KOLKER: There's a friendly phone call, you know, beforehand saying, hi, you know, we're new to this. We are taking no assumptions about the case. We just want to talk. And when they meet with him, they meet in a, you know, cozy hotel room. It doesn't look like an interrogation room. They are recording everything, but that's not apparent. It just looks like a bunch of guys talking.

Campos Martinez, the suspect, doesn't quite know exactly what to make of the situation. He is defensive at first, but they use these methods to build a rapport and to get him talking and to make him relaxed. And he ends up spending four or five hours with them, talking about his life, talking about his relationship with the victim, talking about any number of things, including factual matters that they end up being able to check against the record.

And then something really crazy happens. He starts talking about poisonous tea. He talks about herbs that he knows about that make it possible to incapacitate someone. And then he talks about what was going through his head when his boyfriend was gone. And he says things like, I could start a new life; I could start over. It gave the police more confidence to make an arrest.

MCEVERS: So they never got a confession, but they did get enough information to make an arrest. And he was then later convicted. Is that right?

KOLKER: That's right. He was convicted of murder. He's serving a sentence now. It was a very high-profile case, but it proceeded in a very untraditional way where a new kind of police work was used in order to close it.

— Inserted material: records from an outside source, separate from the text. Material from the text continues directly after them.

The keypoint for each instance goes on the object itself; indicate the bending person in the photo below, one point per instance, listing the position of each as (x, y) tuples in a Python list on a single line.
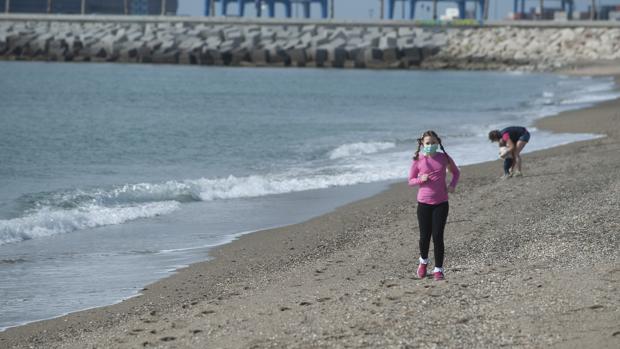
[(515, 137)]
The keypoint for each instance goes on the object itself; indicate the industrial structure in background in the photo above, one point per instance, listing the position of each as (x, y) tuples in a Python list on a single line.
[(325, 6), (522, 9), (127, 7)]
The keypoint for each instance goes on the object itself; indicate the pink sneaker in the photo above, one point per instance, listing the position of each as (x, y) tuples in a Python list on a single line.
[(422, 271)]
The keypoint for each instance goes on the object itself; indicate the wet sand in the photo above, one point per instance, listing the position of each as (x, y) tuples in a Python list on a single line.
[(531, 262)]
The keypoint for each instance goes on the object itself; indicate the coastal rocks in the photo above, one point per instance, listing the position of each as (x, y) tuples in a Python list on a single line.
[(319, 45)]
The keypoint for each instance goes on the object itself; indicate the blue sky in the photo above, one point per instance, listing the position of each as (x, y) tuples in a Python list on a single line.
[(365, 9)]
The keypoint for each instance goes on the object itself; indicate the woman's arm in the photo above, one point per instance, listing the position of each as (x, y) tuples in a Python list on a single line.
[(456, 173), (413, 175)]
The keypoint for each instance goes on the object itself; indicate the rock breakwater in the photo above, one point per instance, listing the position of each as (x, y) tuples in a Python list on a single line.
[(328, 44)]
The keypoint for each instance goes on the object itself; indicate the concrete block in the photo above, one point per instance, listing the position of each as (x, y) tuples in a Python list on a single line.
[(411, 56), (320, 57), (390, 55), (372, 54), (406, 41), (210, 56), (170, 57), (310, 29), (429, 51), (259, 56), (338, 57), (386, 42), (239, 55), (406, 31), (298, 56)]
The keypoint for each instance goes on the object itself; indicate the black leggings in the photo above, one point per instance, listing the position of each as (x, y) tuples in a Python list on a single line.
[(432, 221)]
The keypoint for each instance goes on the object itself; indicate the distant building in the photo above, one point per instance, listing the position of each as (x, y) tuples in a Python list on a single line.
[(134, 7)]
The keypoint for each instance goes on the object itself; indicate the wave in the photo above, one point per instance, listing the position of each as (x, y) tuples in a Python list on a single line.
[(48, 221), (361, 148), (590, 98)]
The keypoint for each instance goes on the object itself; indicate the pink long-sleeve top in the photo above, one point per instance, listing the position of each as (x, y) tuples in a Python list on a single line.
[(434, 191)]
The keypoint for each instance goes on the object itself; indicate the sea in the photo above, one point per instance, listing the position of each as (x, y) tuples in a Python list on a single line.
[(113, 176)]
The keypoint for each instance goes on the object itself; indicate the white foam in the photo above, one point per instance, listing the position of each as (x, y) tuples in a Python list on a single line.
[(590, 98), (47, 222), (360, 148)]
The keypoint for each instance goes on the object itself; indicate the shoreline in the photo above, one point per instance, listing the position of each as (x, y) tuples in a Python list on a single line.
[(258, 260)]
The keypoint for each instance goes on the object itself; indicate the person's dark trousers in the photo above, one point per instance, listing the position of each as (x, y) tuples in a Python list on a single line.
[(507, 166), (432, 221)]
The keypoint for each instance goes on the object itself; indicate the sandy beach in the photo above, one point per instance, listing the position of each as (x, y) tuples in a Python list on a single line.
[(531, 262)]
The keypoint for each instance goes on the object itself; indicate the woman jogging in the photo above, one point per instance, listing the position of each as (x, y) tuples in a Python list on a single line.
[(516, 137), (429, 172)]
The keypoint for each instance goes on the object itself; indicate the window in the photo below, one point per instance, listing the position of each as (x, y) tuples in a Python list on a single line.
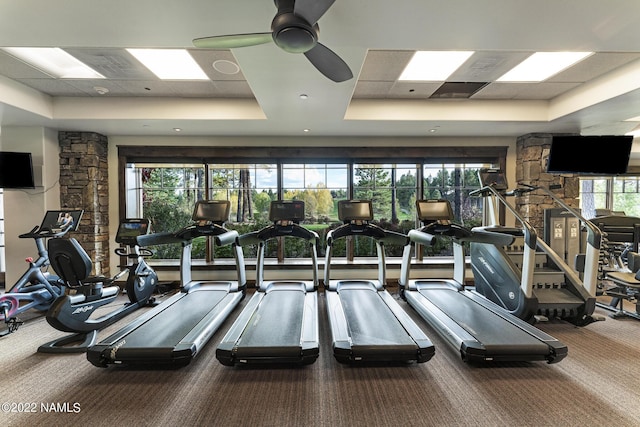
[(165, 193), (603, 196)]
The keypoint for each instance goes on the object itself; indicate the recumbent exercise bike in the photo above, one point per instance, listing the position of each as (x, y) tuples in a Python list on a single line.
[(73, 312), (37, 288)]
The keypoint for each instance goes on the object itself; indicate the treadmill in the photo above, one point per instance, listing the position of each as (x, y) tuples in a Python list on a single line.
[(279, 324), (171, 334), (367, 323), (479, 329)]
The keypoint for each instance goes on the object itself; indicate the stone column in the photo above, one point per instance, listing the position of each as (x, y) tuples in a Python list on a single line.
[(84, 185), (532, 152)]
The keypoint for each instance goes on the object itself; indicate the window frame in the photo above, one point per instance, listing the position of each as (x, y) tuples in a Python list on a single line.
[(495, 155)]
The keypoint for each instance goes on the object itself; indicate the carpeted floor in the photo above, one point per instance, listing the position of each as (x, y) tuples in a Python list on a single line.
[(597, 384)]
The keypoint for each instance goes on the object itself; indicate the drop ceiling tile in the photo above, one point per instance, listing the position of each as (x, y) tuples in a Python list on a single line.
[(206, 59), (372, 89), (113, 63), (535, 91), (403, 89), (53, 87), (384, 65)]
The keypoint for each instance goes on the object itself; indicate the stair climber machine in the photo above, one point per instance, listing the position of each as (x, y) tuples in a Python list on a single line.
[(171, 334), (536, 283), (367, 323), (80, 310), (279, 324), (479, 329), (37, 288)]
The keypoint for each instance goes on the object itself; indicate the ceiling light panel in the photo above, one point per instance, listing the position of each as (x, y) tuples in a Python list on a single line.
[(55, 62), (170, 64), (542, 65), (434, 65)]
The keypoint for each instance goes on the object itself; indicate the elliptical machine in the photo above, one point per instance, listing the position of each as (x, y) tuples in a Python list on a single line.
[(72, 312), (37, 288)]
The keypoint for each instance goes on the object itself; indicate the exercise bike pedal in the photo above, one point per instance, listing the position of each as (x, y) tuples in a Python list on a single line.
[(13, 324)]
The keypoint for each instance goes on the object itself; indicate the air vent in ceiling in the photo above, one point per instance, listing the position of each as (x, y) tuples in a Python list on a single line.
[(460, 90)]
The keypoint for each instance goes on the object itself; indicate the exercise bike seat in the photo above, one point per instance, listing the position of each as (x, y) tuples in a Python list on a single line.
[(72, 263)]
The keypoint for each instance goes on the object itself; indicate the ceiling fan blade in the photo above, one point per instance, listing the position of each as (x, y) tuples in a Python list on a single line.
[(311, 10), (234, 40), (328, 63)]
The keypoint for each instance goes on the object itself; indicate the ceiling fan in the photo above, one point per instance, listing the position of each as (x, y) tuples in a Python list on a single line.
[(294, 29)]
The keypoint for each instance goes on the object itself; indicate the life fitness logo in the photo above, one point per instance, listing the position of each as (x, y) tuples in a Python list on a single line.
[(83, 309)]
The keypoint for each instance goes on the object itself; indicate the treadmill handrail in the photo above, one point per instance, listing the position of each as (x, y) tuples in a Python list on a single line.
[(291, 230), (192, 231), (428, 234), (369, 230), (159, 239), (379, 234), (294, 230)]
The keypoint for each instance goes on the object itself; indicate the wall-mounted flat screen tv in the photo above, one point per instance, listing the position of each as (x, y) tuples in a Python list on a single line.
[(599, 155), (16, 170)]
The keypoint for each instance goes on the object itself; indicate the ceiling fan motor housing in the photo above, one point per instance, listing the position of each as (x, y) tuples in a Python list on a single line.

MCEVERS: You talk about how this technique started, you know, with the military, and it's only now being piloted in police departments like the LAPD. Do you expect this method to become standard practice across the country?

KOLKER: That's a really tricky question. There are people who've been doing their way of interrogations for 10, 20, 30 years, and they don't necessarily want to be told that what they've been doing is wrong.

MCEVERS: Right.

KOLKER: However, one thing that the police departments have been lacking is any sort of academic research that can actually back up the call for a reform in the police interrogations. And now there is that. And so there are police departments out there - Dallas is one, Philadelphia and certainly LA - who are ready to start trying to infuse this new method into their training.

MCEVERS: That investigative journalist Bob Kolker. His piece in Wired magazine is titled "Nothing But The Truth." It was published in collaboration with The Marshall Project. Thanks so much.